Its also crazy how I had the strong idea yesterday around being gay. I mean, no I aint, and in perspective I was like "nope" its almost like a mismatch going on. I mean, I am expressive and what not, artistic in a way and I dig it, but im still a straight man. AM6 worked when I ran it + ive alwas been surtounded by women since elementary school. Ive made even damn poetry for some bitch when I was 15 and such, which is funny to think about. Ive been through it all, yet my mind is stubborn and blocks for some reason, like ive lost all my progress.

Look, I am straight, im all for authenticity and what not, im not opposed to the whole idea of people being gay and such, but this came way outta left field. Ive suspected it longer, but nope, I only bang women. Might be a pmo delusion thing going on due to pmo exposure over the years and thus destroying my soul, but yeah. I do have this judgment going on around my actions and what not, which might be a teardown as it comes scross as such, similar to depression ( ding ding ding! )

Another thing is, I matter, the rest is illusion beside what I want.


RE: DMSI 3.3.2 - of becoming and being a G - Kol - 12-10-2020

Short update:

Im noticing more polarizing effects going on. 2 nights out of 8 done. Depression, lowkey nihilism going on, an whats tge matter, which seems to passively influence my choices, outlook, behaviour, mindset and what not, having me in some sort of passiveness on the low. If all is just meaningless, then all is. Wth.

Also, emotions are all over the place today. Feeling blue, yet also in another way, im feeling great. Its a choice, which is funny as I actually feel amazing now. I mean, 2020 is crazy, but im still an amazing guy. 2020 is lit, so will 2021 be and so was last year.

Lol, so much rejection like bsgoing on today, im desensitized, im my own man.
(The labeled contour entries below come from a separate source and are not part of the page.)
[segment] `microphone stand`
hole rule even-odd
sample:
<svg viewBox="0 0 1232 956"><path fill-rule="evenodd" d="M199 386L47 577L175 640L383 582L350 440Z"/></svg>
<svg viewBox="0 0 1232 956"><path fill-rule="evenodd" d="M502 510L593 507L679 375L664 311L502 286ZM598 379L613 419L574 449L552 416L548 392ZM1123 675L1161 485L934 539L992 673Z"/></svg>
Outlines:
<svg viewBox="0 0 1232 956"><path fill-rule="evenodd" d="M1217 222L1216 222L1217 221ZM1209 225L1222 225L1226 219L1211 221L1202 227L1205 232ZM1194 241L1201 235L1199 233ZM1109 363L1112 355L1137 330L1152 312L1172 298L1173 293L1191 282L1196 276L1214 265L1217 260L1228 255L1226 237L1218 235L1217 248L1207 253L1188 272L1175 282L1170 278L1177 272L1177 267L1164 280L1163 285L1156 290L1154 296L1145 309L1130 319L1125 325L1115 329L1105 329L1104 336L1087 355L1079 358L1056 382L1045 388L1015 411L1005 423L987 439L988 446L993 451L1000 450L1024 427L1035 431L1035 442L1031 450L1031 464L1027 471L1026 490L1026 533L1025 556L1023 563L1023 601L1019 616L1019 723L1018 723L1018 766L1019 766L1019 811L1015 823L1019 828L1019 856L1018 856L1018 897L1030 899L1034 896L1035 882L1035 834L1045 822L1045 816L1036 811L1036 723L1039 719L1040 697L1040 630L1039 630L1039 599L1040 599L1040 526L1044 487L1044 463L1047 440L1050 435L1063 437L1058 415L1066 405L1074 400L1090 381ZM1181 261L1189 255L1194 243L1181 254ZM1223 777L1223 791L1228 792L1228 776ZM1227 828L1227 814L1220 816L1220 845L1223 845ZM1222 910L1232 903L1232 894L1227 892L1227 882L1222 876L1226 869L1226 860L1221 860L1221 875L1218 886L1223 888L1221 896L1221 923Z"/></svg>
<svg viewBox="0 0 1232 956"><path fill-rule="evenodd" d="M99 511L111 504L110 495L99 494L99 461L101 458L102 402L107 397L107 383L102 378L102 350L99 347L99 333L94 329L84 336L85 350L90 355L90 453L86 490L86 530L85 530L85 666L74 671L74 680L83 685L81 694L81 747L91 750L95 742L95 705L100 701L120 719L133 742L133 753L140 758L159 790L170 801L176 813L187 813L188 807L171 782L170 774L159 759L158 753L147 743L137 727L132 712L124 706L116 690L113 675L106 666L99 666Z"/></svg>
This girl started some shit as these facemasks are now something that *cough* have to worn *cough* in certain placesover here, and I wasnt impressed. She can be a 10/10, but idgaf. My interest peak lies somewhere else.

Anyway, im unfazed, feeling good, no matter the shit storm and all these attitudes that are thrown at me will make me more redpilled, disillusioned and skillfull. It all means little.

Im also done with the bs beliefs going on inside. Its one to confront tgem, its another to wallow in em and take em for granted. All with all im pretty much making progress.